The author points out what has already been noted above, namely the preference for a single national scouting association (the author’s term is “unique”) throughout in the Anglo-Saxon world (Great Britain, Canada, and the United States). On the other hand, European countries (apart from the UK) have tended to have separate scouting associations for separate confessions. In France, for example, we see scouting associations with a Catholic identity (the FSE or as it is known in France, the AGSE, is one of these). So while in the United States, or Canada, the term “Catholic scouting” is generally used to apply to Catholic members in scouting associations of whatever stripe, in Europe it refers to the type of scouting practiced by associations with a Catholic identity. Little wonder since Catholic scouting associations in the USA are relatively new and have a tiny footprint in comparison to mainstream scouting.
So tiny is the footprint of American Catholic scouting associations that many if not most Catholics have never heard of them, and when faithful Catholic families are looking for “alternatives” to mainstream scouting for their children, non-scouting programs and organizations (such as Blue Knights, Columbian Squires, Kepha, Troops of St. George, etc.) are suggested in response. (Please note that I am not debating the relative merit of these programs; I am simply pointing out that they’re not scouting.)
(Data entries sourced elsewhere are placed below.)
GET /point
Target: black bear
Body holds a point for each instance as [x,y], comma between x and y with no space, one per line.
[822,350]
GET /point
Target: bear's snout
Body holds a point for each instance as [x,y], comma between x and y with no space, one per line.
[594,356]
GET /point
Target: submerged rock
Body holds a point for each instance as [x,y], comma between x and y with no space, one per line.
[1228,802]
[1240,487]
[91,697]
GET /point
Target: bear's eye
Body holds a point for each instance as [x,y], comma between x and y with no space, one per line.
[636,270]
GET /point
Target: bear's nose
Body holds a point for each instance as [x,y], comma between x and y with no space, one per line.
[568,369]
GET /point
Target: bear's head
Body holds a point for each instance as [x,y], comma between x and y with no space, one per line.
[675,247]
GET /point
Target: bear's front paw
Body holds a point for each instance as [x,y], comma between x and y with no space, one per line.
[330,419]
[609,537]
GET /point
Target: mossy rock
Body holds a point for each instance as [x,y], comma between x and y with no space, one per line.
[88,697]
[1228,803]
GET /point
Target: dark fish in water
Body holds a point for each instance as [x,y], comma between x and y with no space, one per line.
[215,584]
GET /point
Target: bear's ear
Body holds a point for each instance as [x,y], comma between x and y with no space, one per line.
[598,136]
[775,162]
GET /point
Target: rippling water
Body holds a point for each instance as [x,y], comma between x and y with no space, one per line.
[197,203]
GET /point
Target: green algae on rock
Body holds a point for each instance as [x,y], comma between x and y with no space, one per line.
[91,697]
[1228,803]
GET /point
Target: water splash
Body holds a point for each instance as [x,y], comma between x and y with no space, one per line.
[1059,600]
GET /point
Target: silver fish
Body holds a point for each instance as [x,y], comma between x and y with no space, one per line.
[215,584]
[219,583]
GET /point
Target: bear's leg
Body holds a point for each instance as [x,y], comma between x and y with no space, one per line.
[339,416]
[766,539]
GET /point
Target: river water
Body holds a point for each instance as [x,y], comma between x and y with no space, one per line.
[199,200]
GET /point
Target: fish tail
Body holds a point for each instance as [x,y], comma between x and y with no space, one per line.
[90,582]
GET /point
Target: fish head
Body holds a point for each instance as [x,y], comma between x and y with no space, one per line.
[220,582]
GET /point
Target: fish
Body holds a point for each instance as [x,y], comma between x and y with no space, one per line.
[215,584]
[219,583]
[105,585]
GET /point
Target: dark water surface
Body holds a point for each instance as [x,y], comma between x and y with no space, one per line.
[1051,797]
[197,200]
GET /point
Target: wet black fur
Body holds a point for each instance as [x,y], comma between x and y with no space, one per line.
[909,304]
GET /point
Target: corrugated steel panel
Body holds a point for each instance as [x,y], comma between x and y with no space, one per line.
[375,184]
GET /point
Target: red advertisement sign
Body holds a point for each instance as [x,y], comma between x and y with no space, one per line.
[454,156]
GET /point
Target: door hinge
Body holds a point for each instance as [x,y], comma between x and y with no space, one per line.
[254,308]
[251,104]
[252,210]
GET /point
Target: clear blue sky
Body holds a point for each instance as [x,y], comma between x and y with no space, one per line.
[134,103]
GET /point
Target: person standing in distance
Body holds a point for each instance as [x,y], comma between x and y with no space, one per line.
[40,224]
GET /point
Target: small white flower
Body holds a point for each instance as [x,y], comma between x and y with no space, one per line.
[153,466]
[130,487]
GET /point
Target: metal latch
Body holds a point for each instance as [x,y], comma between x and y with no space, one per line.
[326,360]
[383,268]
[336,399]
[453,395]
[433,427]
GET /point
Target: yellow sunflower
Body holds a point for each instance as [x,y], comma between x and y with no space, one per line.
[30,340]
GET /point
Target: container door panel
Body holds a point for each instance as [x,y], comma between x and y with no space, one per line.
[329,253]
So we are left with the term “Catholic scouting” and two possible definitions of it: One, Catholic members, individually or by unit, in a non-confessional scouting association, and two, a Catholic scouting association. I think it’s pretty clear that the second definition is a better fit. We might speak of Catholic computer programmers but not Catholic computer programming; Catholic physicians and Catholic nurses but not Catholic medicine; and Catholic scientists but not Catholic science. Similarly, if one is a member of a non-confessional scouting association, then he is a Catholic scout but he is not practicing Catholic scouting, rather he is practicing (just) scouting. We can try to Catholicize science, medicine, even computer programming, even scouting; but since these things were not built from the ground up as specifically Catholic endeavors, they are not specifically Catholic.
The question of whether families should allow their children to be involved is, of course, a separate one — and like the question of the provenance of Scouting for Catholics, beyond the scope of this blog post, or any blog post for that matter. And parents will have to decide for themselves anyway — as a layman I have no authority and (for better or worse) we’re long past the era in which faithful Catholics obeyed their shepherds in the choices they made for their families. No bishop could tell his flock to pull their children from mainstream scouting and expect to be obeyed (which is one reason why lamentations about a lack of episcopal backbone are wrongheaded). But what a layman can do, what a parish priest can do, what a bishop can do, is offer an alternative. I am not of the mind that staying in this organization or that is always the best option.